Top working merupakan teknik penyambungan yang dilakukan langsung di lapangan. Metode ini sebenarnya sudah banyak diterapkan pada berbagai jenis tanaman buah-buahan, termasuk jambu mete. Prinsipnya adalah memanfaatkan batang bawah dari tanaman yang sehat, meskipun produksinya rendah, lalu menyambungkannya dengan batang atas dari varietas unggul. Menurut Rudi Suryadi, S.P., M.Si., peneliti di Badan Riset dan Inovasi Nasional (BRIN), varietas unggul bisa dibedakan menjadi dua, yakni unggulan lokal yang hanya optimal di daerah asalnya dan unggulan nasional yang mampu tumbuh baik di berbagai wilayah Indonesia.
Beberapa varietas jambu mete unggulan nasional yang telah teruji di antaranya adalah Balakrisnan 02 (B02) dengan produktivitas 12,15 kilogram per pohon per tahun pada umur tanaman 11 tahun, varietas Muna yang mampu menghasilkan 15,67 kilogram per pohon per tahun pada umur 15 tahun, serta varietas Meteor YK yang tetap stabil berproduksi hingga 15,6 kilogram per pohon per tahun pada umur 40 tahun. Menurut Rudi, penggunaan varietas unggul adalah salah satu kunci penting untuk menyelesaikan masalah rendahnya produktivitas jambu mete dalam negeri.
Proses top working dimulai dengan memangkas batang bawah dan menyisakan batang utama setinggi kurang lebih 1,5 meter. Pemangkasan hanya pada cabang atas, disisakan daun agar proses fotosintesis tetap berlangsung. Jika seluruh bagian dipangkas, tanaman bisa mati. tunas-Tunas baru akan tumbuh di sekitar bagian yang dipangkas dalam waktu 2- 2,5 bulan setelah pemangkasan. Dari tunasyang tumbuh, dipilih enam hingga delapan tunas dengan kriteria sehat, posisi tumbh melingkar rata di sekeliling batang. Tunas terbaik yang sudah dipilih digunakan sebagai bahan tanam untuk disambungkan.
Sebulan setelah penyambungan, dilakukan seleksi kembali dengan memilih empat tunas terbaik yang sehat dan tersebar ke berbagai arah, sementara tunas lainnya dipangkas. Pada umur satu tahun setelah penyambungan, dilakukan pemangkasan cabang yang tumbuh dari batang bawah agar seluruh nutrisi dan energi tanaman terkonsentrasi pada tunas hasil sambung. Dengan perlakuan ini, tanaman mete sudah mulai berproduksi pada umur tiga tahun meskipun hasilnya belum maksimal. Produksi baru akan melimpah dan stabil ketika tanaman memasuki usia sekitar sepuluh tahun.

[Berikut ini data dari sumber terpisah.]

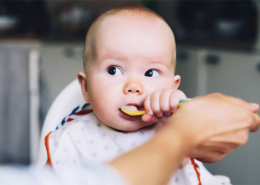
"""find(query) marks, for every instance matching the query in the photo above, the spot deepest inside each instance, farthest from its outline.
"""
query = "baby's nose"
(133, 86)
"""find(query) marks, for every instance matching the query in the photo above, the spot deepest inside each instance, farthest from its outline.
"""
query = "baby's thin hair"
(136, 11)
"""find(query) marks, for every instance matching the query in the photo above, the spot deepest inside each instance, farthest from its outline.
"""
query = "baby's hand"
(160, 105)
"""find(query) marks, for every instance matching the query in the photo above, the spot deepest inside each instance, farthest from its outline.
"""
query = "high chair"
(69, 101)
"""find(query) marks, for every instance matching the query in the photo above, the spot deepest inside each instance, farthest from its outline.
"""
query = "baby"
(129, 60)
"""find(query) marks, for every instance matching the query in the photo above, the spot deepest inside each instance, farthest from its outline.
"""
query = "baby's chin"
(130, 128)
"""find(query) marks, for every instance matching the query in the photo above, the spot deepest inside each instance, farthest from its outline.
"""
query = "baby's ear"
(82, 78)
(177, 80)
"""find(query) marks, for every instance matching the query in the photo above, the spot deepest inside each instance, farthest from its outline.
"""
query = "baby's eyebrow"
(113, 55)
(161, 62)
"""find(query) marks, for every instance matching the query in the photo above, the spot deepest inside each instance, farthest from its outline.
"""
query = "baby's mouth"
(132, 110)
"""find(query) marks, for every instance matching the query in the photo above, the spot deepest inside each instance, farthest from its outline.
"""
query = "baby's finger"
(165, 101)
(155, 104)
(147, 105)
(175, 97)
(255, 123)
(149, 118)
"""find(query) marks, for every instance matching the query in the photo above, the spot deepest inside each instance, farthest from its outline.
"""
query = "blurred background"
(41, 49)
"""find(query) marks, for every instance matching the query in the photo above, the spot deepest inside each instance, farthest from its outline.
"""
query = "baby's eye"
(152, 73)
(114, 70)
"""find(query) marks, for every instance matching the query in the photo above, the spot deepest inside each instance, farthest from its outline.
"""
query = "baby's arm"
(161, 104)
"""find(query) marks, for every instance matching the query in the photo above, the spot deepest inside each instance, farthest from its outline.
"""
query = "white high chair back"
(69, 99)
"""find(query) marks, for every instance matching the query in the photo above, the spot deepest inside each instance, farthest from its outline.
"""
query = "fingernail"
(255, 105)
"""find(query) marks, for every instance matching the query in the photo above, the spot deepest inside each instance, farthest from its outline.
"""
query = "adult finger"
(147, 105)
(175, 97)
(164, 101)
(155, 103)
(149, 118)
(255, 123)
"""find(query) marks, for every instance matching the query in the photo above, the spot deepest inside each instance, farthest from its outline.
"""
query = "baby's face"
(134, 59)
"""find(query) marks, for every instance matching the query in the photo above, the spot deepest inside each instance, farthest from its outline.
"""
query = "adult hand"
(215, 125)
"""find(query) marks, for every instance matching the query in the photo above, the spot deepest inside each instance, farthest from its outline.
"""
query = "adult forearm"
(155, 161)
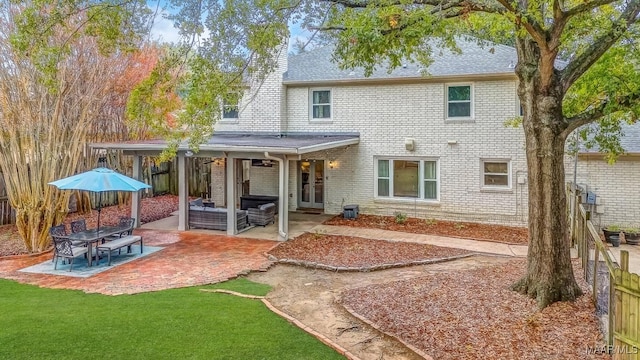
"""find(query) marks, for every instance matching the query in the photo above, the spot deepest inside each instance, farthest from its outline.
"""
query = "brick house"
(319, 137)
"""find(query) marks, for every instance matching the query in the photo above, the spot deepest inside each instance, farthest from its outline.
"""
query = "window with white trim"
(459, 101)
(230, 109)
(407, 178)
(320, 104)
(496, 174)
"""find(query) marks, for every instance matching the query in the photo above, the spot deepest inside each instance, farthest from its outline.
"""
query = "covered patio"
(279, 148)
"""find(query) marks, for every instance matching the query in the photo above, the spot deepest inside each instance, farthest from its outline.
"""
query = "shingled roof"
(489, 59)
(630, 140)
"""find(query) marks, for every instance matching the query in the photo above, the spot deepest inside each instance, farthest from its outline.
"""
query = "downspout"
(281, 193)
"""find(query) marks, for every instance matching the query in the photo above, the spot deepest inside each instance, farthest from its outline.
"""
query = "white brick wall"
(385, 115)
(615, 185)
(262, 104)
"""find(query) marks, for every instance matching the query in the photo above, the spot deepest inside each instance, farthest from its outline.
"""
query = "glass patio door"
(311, 184)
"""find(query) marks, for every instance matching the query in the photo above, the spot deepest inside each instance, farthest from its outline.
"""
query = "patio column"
(285, 198)
(136, 196)
(231, 196)
(283, 194)
(183, 194)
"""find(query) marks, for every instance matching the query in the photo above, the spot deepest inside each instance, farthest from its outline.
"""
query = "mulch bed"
(472, 314)
(476, 231)
(354, 252)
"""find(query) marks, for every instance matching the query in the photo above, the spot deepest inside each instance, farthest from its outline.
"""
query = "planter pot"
(632, 238)
(608, 234)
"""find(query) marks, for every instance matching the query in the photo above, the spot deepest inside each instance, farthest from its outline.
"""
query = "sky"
(164, 31)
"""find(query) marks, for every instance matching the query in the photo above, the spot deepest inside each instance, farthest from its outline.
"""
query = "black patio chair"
(78, 226)
(58, 230)
(63, 248)
(127, 222)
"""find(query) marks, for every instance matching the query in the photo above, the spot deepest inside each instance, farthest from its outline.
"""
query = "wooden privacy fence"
(616, 291)
(7, 214)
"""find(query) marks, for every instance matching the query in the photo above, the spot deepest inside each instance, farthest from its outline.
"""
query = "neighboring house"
(428, 146)
(614, 185)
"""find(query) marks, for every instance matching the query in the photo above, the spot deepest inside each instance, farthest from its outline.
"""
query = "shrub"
(401, 218)
(430, 221)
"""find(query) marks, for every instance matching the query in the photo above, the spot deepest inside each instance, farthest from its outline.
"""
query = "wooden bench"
(119, 243)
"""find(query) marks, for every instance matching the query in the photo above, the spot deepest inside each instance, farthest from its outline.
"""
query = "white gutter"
(282, 193)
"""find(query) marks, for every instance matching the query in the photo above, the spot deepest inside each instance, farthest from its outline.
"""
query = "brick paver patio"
(188, 259)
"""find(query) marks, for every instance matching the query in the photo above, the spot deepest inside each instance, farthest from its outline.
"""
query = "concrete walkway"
(466, 244)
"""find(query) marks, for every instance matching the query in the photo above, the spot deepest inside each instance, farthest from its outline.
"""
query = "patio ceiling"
(244, 142)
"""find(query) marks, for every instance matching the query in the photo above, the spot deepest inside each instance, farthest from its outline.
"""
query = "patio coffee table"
(94, 235)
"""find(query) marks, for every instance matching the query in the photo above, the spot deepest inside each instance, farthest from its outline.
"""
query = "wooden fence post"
(624, 260)
(612, 304)
(596, 259)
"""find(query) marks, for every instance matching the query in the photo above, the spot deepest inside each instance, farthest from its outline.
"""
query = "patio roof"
(248, 142)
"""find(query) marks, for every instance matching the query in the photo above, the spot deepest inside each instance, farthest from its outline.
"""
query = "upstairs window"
(496, 174)
(321, 104)
(459, 101)
(230, 109)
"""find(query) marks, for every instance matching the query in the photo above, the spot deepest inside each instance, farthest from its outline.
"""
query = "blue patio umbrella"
(100, 180)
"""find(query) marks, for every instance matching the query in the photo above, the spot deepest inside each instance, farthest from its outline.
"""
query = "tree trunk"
(549, 277)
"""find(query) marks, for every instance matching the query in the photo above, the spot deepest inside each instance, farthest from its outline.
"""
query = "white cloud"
(163, 30)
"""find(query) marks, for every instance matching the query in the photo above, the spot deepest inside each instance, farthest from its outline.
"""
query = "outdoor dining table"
(91, 236)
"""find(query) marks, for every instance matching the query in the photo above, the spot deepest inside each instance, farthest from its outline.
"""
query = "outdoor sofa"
(262, 215)
(201, 217)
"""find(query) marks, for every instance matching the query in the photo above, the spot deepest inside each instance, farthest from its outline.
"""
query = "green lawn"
(37, 323)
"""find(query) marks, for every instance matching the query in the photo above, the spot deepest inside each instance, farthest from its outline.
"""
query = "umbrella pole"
(99, 208)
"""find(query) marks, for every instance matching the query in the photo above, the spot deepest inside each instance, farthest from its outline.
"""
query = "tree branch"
(599, 46)
(594, 113)
(537, 32)
(586, 7)
(439, 6)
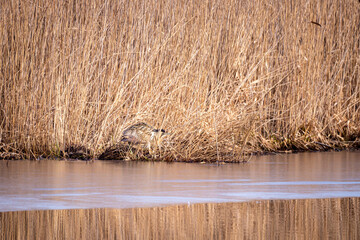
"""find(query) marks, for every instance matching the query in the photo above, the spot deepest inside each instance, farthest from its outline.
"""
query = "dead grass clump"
(226, 78)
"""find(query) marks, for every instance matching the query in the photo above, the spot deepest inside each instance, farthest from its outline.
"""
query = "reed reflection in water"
(272, 219)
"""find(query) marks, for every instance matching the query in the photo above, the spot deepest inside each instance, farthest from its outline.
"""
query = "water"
(272, 219)
(52, 184)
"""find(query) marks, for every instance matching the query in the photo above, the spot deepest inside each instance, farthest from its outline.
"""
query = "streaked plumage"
(142, 133)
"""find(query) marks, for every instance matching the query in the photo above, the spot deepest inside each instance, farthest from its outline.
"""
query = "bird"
(143, 134)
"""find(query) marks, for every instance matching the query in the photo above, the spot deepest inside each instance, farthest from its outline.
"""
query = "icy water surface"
(53, 184)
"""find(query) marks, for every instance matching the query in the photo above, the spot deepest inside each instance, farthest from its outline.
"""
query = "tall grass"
(225, 77)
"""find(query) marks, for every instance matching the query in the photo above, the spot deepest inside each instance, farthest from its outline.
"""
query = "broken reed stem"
(79, 72)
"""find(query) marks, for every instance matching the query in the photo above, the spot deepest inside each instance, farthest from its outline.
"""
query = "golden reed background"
(226, 77)
(280, 219)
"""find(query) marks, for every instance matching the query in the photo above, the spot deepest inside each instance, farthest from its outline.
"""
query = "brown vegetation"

Penerapan teknik top working diperkirakan dapat meningkatkan produksi mete hingga tiga kali lipat dibandingkan tanpa tunas sambung. Dibanding dengan menanam ulang dari awal, metode top working jauh lebih cepat dan efisien untuk meningktkan produktivitas jambu mete. Selama batang bawah masih sehat, sambungan dengan varietas unggul dapat menjadikan tanaman jauh lebih produktif. Dengan penerapan teknologi sederhana ini, masa depan produksi jambu mete di Indonesia berpotensi menjadi lebih cerah dan menjanjikan.